I know my Riverdale coverage is usually light and upbeat, but bear with me as we dip into greater issues in this article. Social media especially affords everyone a voice and platform to reach millions in an instant, and actors haven't hesitated to use platforms like Twitter to speak out about the issues and topics that are important to them. How many stans do we see on Twitter, on an actors' page, ready to support them or tear them down? It's a lot, but in case you're not on Twitter, allow me to fill you in.
Actor Vanessa Morgan, who plays Toni Topaz in The CW series Riverdale, tweeted Sunday morning about a lack of diversity and inclusion on television and in film. Though her tweet comes at a time of uprising and protests over years of police targeting and abuse of the black community, it is a long-overdue issue that is not only a national tragedy in and of itself, but also part of greater societal rot that still exits when it comes to race relations.
— Vanessa Morgan (@VanessaMorgan) May 31, 2020
Her tweet reads, "Tired of how black people are portrayed in Media, tired of us being portrayed as thugs, dangerous or angry scary people. Tired of us also being used as side kick non dimensional characters to our white leads. Or only used in the ads for diversity but not actually in the show.

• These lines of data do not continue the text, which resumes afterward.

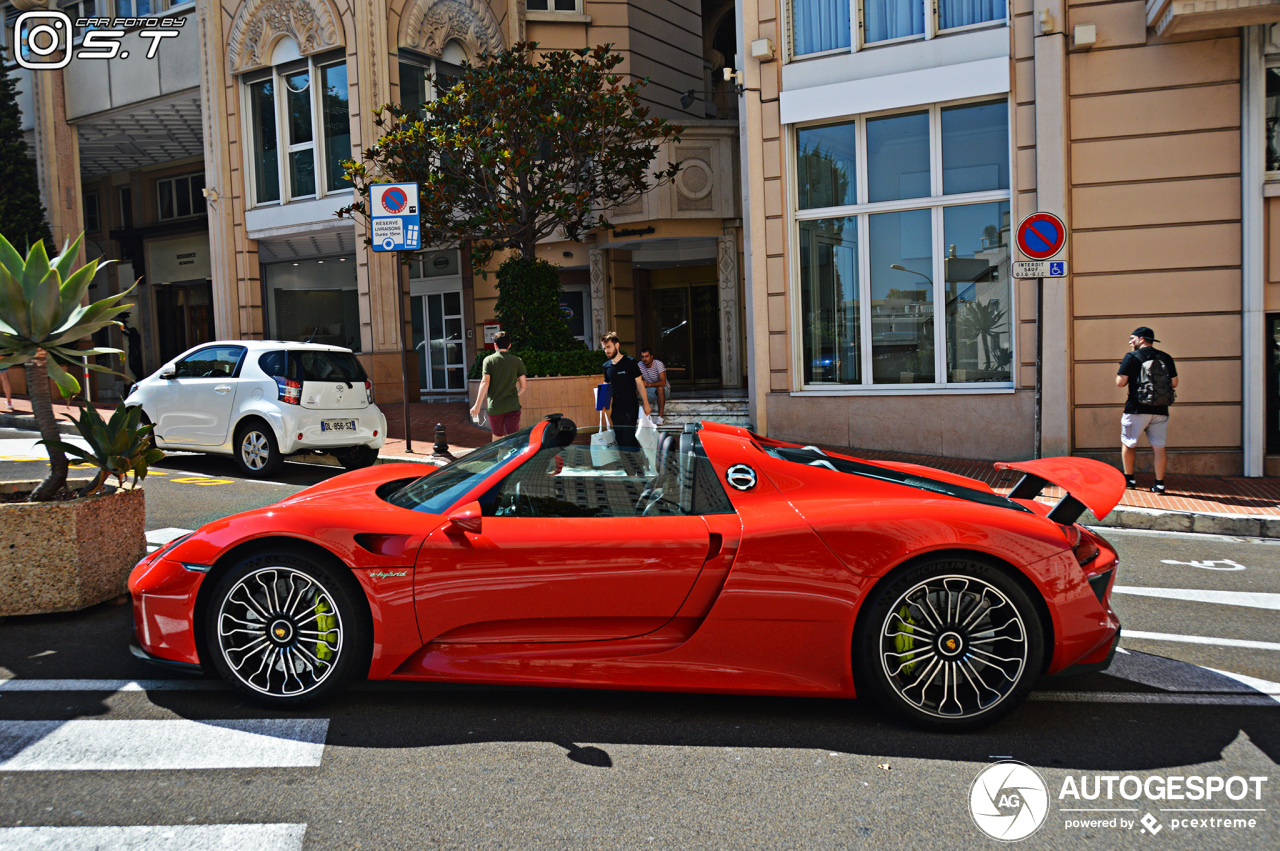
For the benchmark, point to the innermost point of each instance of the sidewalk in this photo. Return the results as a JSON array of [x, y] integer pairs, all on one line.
[[1212, 504]]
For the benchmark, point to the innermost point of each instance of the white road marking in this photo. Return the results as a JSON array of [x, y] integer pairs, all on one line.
[[147, 745], [112, 685], [158, 837], [1248, 599], [1208, 566], [1201, 639]]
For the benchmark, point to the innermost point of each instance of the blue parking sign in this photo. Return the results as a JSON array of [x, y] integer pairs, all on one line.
[[394, 219]]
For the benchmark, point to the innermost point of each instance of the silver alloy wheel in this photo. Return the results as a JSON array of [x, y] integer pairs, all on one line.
[[279, 631], [255, 449], [954, 646]]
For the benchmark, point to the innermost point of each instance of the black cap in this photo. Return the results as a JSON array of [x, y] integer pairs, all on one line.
[[1142, 330]]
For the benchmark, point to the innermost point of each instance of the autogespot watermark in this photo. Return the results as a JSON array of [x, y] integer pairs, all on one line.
[[46, 39], [1010, 801]]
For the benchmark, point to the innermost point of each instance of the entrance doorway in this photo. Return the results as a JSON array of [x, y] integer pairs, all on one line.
[[187, 316], [685, 324], [438, 335]]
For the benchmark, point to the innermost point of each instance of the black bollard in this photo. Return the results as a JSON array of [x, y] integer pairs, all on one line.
[[442, 443]]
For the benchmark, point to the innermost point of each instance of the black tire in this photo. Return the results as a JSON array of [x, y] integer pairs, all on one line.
[[357, 457], [287, 630], [949, 644], [256, 452]]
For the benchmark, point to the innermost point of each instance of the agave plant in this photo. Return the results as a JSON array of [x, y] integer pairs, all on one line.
[[41, 320], [117, 447]]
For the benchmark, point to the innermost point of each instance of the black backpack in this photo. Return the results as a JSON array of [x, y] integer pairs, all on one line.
[[1155, 383]]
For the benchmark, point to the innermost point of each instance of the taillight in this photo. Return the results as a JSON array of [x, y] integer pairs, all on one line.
[[288, 390], [1084, 549]]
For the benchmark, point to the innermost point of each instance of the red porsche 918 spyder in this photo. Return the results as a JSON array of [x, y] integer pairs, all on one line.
[[718, 561]]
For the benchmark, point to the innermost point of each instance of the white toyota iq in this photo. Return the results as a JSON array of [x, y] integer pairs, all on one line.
[[259, 401]]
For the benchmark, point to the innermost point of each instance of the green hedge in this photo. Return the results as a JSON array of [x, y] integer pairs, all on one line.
[[583, 361]]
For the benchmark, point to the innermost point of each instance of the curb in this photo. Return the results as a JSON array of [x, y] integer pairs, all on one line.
[[1183, 521]]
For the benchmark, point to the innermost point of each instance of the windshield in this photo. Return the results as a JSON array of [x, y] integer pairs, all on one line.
[[434, 493], [818, 458]]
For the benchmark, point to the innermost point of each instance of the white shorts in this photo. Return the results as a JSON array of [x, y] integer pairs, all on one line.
[[1132, 425]]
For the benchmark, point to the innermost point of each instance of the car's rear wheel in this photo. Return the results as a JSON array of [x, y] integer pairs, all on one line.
[[357, 457], [256, 449], [950, 644], [286, 628]]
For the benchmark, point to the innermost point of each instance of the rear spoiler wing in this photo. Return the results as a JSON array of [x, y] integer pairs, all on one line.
[[1088, 484]]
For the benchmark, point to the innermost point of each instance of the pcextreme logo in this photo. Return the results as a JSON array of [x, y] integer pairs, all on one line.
[[1009, 801]]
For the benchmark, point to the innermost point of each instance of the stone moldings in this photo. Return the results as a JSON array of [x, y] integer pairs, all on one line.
[[68, 556], [314, 24], [430, 24]]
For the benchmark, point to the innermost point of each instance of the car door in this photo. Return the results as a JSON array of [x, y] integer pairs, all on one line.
[[565, 552], [193, 408]]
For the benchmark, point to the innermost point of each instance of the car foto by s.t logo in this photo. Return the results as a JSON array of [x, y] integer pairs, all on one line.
[[1009, 800], [45, 37]]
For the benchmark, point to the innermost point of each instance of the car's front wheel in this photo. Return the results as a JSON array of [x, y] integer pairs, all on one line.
[[286, 628], [256, 451], [950, 644]]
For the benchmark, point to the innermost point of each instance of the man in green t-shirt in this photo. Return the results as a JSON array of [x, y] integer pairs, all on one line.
[[503, 384]]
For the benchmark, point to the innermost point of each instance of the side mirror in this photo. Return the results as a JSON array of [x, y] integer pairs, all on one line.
[[464, 520]]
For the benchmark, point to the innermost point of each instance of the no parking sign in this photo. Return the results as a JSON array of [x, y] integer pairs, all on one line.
[[1041, 236], [394, 220]]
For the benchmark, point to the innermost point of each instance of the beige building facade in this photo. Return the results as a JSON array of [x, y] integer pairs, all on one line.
[[213, 173], [892, 147]]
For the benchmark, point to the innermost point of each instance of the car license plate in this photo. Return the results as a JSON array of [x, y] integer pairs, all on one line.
[[337, 425]]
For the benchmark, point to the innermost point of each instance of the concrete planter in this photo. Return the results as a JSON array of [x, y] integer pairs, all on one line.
[[572, 396], [67, 556]]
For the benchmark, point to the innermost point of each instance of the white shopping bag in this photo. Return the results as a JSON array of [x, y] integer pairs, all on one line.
[[604, 443], [647, 435]]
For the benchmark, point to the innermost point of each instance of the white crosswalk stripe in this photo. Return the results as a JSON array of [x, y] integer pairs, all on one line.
[[173, 744], [158, 837]]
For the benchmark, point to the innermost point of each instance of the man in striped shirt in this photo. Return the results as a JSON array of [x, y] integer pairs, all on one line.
[[654, 374]]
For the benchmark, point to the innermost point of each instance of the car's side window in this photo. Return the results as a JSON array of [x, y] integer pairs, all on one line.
[[562, 481], [215, 362]]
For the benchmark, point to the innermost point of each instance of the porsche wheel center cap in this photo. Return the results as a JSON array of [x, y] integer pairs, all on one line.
[[280, 631], [951, 644]]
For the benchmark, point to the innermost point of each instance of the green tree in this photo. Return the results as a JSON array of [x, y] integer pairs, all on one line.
[[516, 149], [22, 215]]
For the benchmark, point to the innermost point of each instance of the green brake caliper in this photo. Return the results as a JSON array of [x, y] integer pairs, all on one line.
[[328, 625], [904, 640]]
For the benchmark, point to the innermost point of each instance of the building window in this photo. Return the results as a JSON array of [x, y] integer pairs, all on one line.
[[553, 5], [821, 26], [300, 129], [904, 275], [181, 197], [1272, 108], [92, 220]]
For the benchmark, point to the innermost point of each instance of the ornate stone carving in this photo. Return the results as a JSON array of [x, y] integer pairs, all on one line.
[[430, 24], [314, 24]]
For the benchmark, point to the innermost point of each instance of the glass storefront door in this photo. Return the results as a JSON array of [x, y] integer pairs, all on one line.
[[686, 332], [438, 339]]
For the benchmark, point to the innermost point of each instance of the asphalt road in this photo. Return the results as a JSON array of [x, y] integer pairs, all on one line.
[[406, 767]]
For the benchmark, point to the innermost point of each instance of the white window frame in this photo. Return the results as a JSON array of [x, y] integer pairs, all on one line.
[[856, 37], [284, 146], [862, 210], [173, 182], [552, 10]]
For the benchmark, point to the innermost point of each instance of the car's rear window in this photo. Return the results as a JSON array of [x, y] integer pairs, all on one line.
[[312, 365], [817, 458]]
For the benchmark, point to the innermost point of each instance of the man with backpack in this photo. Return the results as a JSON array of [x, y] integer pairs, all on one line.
[[1151, 376]]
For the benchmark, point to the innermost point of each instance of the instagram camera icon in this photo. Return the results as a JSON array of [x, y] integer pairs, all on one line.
[[41, 35]]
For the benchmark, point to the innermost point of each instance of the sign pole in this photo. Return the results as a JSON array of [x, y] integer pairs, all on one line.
[[406, 341]]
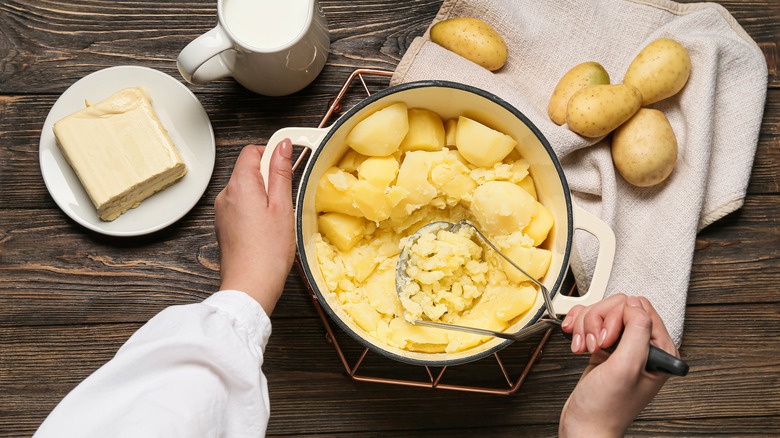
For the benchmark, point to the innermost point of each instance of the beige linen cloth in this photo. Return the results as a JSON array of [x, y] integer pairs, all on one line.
[[716, 119]]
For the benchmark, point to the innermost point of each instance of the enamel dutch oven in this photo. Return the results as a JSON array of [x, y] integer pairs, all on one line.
[[450, 100]]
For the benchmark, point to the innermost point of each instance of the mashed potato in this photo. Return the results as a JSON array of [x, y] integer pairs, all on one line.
[[368, 206]]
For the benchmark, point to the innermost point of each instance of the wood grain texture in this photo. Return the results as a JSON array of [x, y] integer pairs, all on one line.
[[69, 298]]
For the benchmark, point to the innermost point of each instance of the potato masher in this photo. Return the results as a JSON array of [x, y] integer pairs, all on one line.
[[657, 359]]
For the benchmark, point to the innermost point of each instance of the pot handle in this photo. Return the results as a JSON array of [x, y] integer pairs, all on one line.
[[307, 137], [583, 220]]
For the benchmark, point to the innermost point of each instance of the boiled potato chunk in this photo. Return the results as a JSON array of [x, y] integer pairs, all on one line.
[[502, 207], [343, 231], [364, 315], [528, 185], [376, 288], [540, 225], [351, 160], [380, 171], [334, 192], [472, 39], [507, 302], [644, 149], [381, 133], [426, 131], [579, 77], [451, 177], [449, 132], [480, 145], [404, 333], [534, 261], [413, 177], [597, 110], [374, 202], [660, 70]]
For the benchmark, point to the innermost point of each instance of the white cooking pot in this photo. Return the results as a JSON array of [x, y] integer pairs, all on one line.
[[449, 100]]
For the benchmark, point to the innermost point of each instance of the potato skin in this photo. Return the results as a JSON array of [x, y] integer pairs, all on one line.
[[472, 39], [597, 110], [644, 149], [660, 70], [579, 77]]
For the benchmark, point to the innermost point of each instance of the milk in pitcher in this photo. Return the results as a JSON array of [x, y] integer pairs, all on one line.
[[266, 24]]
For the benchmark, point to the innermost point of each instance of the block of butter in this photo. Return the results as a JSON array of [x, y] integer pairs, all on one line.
[[120, 151]]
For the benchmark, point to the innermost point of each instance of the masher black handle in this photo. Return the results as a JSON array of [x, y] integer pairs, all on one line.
[[657, 360]]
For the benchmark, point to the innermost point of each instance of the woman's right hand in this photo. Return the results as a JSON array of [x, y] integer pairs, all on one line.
[[614, 388]]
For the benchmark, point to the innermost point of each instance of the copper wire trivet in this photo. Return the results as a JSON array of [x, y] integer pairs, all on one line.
[[433, 377]]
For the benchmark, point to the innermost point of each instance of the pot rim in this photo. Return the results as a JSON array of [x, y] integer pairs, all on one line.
[[307, 269]]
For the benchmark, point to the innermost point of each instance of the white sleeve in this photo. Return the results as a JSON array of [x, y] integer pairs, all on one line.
[[191, 371]]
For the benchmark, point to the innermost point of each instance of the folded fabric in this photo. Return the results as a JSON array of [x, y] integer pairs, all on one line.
[[716, 119]]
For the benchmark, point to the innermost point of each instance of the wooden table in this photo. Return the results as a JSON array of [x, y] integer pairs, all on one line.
[[70, 297]]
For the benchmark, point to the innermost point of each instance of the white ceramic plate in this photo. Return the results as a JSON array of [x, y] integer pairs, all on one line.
[[187, 124]]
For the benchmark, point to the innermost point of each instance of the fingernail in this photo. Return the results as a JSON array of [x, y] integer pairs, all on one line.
[[590, 340], [576, 344], [285, 147]]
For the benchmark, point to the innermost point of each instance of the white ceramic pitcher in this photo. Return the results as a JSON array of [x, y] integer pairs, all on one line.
[[271, 47]]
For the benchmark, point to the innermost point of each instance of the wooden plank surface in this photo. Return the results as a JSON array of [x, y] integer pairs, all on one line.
[[69, 297]]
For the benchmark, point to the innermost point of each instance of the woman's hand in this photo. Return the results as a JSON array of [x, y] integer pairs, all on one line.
[[614, 388], [255, 227]]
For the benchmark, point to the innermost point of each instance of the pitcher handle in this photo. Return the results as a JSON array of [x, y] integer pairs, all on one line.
[[199, 62], [583, 220], [307, 137]]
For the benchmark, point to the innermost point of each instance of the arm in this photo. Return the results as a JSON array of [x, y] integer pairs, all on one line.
[[194, 370], [615, 388]]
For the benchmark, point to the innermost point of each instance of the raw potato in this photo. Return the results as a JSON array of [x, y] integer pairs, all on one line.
[[480, 145], [644, 149], [597, 110], [579, 77], [472, 39], [660, 70], [381, 133], [426, 131]]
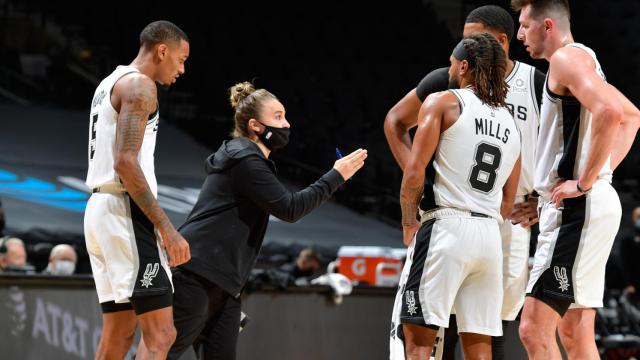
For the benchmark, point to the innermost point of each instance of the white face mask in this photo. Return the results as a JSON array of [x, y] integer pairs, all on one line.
[[63, 267]]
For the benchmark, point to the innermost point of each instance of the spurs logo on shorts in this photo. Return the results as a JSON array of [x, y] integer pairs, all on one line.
[[149, 273], [411, 303], [561, 275]]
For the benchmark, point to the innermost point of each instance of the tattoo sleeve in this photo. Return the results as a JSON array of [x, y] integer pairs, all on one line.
[[409, 199], [139, 100]]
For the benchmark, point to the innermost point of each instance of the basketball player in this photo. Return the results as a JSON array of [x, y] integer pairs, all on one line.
[[469, 144], [125, 228], [586, 129], [523, 99]]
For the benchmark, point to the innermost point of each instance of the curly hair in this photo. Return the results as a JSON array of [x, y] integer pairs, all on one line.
[[489, 70]]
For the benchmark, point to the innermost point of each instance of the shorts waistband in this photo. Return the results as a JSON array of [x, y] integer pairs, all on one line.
[[450, 212], [111, 188]]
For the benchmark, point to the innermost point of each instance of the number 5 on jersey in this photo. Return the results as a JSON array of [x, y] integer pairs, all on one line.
[[92, 136]]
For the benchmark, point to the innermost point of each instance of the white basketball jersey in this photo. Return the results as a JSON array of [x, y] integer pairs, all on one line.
[[474, 159], [521, 101], [565, 141], [102, 136]]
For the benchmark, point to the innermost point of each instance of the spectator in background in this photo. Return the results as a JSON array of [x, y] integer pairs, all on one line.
[[13, 255], [630, 253], [307, 263], [62, 260]]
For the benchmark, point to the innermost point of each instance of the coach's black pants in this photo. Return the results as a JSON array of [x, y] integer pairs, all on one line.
[[205, 316]]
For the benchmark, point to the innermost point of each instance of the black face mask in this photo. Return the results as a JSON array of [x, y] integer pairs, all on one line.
[[274, 138]]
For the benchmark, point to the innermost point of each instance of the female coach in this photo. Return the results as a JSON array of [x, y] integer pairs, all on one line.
[[227, 225]]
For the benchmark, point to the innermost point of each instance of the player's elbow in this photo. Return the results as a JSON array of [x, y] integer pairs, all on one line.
[[393, 124], [124, 162], [612, 112]]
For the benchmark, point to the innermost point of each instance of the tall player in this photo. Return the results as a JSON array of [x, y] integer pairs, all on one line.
[[523, 99], [125, 228], [586, 129], [469, 145]]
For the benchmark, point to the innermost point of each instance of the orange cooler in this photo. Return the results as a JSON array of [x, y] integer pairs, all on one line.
[[374, 265]]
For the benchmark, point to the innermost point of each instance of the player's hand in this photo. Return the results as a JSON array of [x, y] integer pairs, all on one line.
[[350, 164], [177, 248], [525, 213], [564, 190], [408, 232]]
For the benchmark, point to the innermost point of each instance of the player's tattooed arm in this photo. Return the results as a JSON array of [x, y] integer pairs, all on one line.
[[409, 199], [139, 99]]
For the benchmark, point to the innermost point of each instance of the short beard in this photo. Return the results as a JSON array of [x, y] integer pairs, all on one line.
[[454, 83]]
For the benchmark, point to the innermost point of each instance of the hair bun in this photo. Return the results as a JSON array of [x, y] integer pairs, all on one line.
[[240, 91]]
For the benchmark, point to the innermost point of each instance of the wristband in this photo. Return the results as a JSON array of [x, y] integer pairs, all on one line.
[[581, 189]]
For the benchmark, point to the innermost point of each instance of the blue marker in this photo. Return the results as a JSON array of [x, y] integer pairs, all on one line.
[[340, 156]]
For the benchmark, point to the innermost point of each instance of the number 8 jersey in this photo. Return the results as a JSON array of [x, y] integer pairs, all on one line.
[[473, 160], [102, 136]]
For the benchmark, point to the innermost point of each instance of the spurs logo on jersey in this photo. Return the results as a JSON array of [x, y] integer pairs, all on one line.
[[521, 101], [474, 159], [562, 151], [150, 272], [102, 135]]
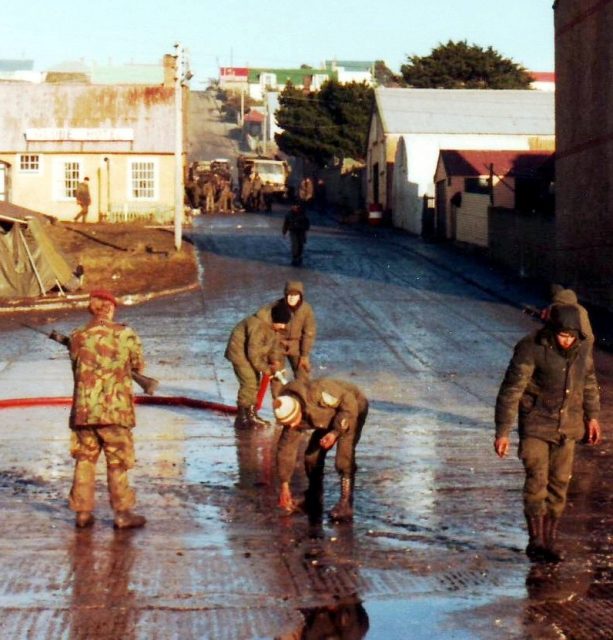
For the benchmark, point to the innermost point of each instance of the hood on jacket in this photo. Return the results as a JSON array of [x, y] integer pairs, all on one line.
[[565, 296], [565, 317], [294, 287]]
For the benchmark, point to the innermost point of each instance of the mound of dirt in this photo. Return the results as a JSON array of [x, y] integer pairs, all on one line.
[[126, 259]]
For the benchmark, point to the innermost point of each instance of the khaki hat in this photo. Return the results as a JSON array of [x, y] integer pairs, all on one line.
[[103, 294], [286, 409]]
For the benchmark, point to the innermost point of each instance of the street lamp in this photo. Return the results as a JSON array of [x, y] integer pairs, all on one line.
[[182, 76]]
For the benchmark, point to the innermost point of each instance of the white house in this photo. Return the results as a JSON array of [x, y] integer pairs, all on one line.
[[409, 127]]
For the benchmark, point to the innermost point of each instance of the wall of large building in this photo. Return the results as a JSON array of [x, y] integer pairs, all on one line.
[[584, 157]]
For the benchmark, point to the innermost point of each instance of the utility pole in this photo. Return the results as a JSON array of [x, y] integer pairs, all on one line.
[[264, 133], [178, 146], [182, 76]]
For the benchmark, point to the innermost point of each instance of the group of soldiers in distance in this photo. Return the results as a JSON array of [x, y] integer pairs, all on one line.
[[213, 192], [210, 191]]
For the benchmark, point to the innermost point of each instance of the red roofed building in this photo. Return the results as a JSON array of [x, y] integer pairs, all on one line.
[[233, 78], [467, 183], [543, 80]]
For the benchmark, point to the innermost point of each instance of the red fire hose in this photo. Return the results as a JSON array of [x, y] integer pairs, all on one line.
[[175, 401]]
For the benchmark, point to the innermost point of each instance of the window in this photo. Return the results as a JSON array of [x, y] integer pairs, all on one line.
[[477, 185], [29, 163], [142, 180]]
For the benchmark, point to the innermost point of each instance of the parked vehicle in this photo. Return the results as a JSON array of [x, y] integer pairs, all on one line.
[[273, 173]]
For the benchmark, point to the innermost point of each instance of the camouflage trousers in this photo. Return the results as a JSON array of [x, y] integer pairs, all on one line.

It starts with the media. I'm not being quite [sic] anymore."
Fellow Riverdale actor Ashleigh Murray re-tweeted Morgan in support. Lack of greater diversity within shows is not a problem unique to Riverdale or even The CW for that matter. Non-white, LBGTQ and disabled characters and the actors who portray them have fought long and hard to be included, but being relegated to the fringes as "props" for white characters more often than not.
This is a problem indicative of greater suppression of visible differences. These differences are the ones we celebrate in ads during Black History Month, but when it actually comes to inclusion, we still continue to fail. We have failed by creating basically "separate but equal" stories; white characters have storylines of being the hero through civil disobedience, typical life, even being loved for doing the wrong thing. Do you know what the same black characters get? Stories that revolve around gangs, racism, discrimination, and poverty. If you think that's a fair and accurate depiction of how reality is, you are part of that problem – and the very point Murray was looking to make.